Esse fôra o grande poeta que morrera com a patria.
Todos os mais, aquelles de quem Frei Agostinho da Cruz se lembrava, taes como seu irmão Diogo Bernardes e Pedro Caminha, haviam adorado todas as realezas e todos os homens; atravessaram a côrte portugueza trovando e trovando entráram na côrte hespanhola.
Ah! elle não! Elle, o solitario da Arrabida, fizera do amor terreno a escada de Jacob por onde subira ao amor divino.
A gentil aiasinha da infanta D. Izabel envelhecera{41} reclusa no convento de Setubal. Era como que um livro que elle fechára ao vestir o habito, mas que o seu coração encadernára no pergaminho da saudade, como que para durar sempre.
O unico poema que lhe era dado lêr, quando d'essas encerradas memorias desviava a vista, era o vasto firmamento arqueado, n'uma grande serenidade azul, zebrada de lacteas ondulações, sobre o dorso austero da montanha.
Umas vezes a lua, suspensa como enorme lampada circular, outras vezes as palpitações luminosas do relampago lhe allumiavam estas horas nocturnas de funda meditação.

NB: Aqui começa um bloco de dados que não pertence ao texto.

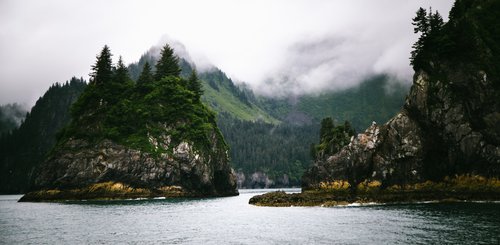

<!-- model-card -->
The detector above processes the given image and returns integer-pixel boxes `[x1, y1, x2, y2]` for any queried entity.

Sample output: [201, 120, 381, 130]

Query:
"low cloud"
[0, 0, 453, 105]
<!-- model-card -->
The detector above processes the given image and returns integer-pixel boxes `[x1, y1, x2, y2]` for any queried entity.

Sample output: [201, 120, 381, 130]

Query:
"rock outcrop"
[302, 1, 500, 189]
[21, 45, 238, 201]
[31, 132, 237, 196]
[303, 69, 500, 188]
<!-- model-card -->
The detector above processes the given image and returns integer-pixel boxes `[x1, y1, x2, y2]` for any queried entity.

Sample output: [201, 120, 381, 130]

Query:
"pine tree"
[319, 117, 335, 143]
[89, 45, 113, 85]
[154, 44, 181, 81]
[187, 69, 203, 101]
[137, 61, 154, 84]
[114, 56, 130, 83]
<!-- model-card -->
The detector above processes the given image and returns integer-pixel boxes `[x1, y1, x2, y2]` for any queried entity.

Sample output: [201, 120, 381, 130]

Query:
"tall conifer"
[154, 44, 181, 81]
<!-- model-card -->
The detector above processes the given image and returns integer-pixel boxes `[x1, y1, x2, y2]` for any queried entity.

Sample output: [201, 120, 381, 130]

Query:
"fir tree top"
[154, 44, 181, 81]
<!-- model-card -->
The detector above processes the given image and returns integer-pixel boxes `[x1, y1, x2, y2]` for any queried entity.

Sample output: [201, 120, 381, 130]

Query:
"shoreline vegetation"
[249, 175, 500, 207]
[19, 181, 237, 202]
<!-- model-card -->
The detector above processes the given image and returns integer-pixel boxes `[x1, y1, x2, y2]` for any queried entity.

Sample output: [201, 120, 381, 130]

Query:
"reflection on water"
[0, 189, 500, 244]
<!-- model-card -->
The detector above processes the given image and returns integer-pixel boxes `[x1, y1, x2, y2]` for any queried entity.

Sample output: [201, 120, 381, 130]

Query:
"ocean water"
[0, 189, 500, 244]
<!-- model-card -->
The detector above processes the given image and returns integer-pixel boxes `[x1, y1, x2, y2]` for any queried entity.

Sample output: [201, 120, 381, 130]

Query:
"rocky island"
[250, 0, 500, 206]
[20, 45, 238, 201]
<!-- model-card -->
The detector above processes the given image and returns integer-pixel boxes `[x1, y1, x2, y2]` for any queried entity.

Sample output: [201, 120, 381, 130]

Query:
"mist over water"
[0, 189, 500, 244]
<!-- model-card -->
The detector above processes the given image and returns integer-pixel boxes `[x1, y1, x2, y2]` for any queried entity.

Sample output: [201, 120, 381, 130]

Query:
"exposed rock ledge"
[20, 139, 238, 201]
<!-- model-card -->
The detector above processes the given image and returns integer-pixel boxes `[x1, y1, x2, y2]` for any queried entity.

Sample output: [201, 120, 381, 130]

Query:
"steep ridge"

Certo dia, pouco depois da visita do duque d'Aveiro ao convento de Jezus, procurou-o na serra o Padre Frei Fernando de Santa Maria, por negocio preciso, diz piedosamente o biographo Mesquita. Estava alheiado em extasi Frei Agostinho da Cruz, quando o Padre Fernando chegou. Foi mister dar-lhe tempo de redescender á realidade terrena e, quando a alma do asceta voltou a encarnar-se no homem, o Padre Fernando de Santa Maria entregou a Frei Agostinho da Cruz uma carta que em Setubal lhe haviam confiado para o solitario da Arrabida.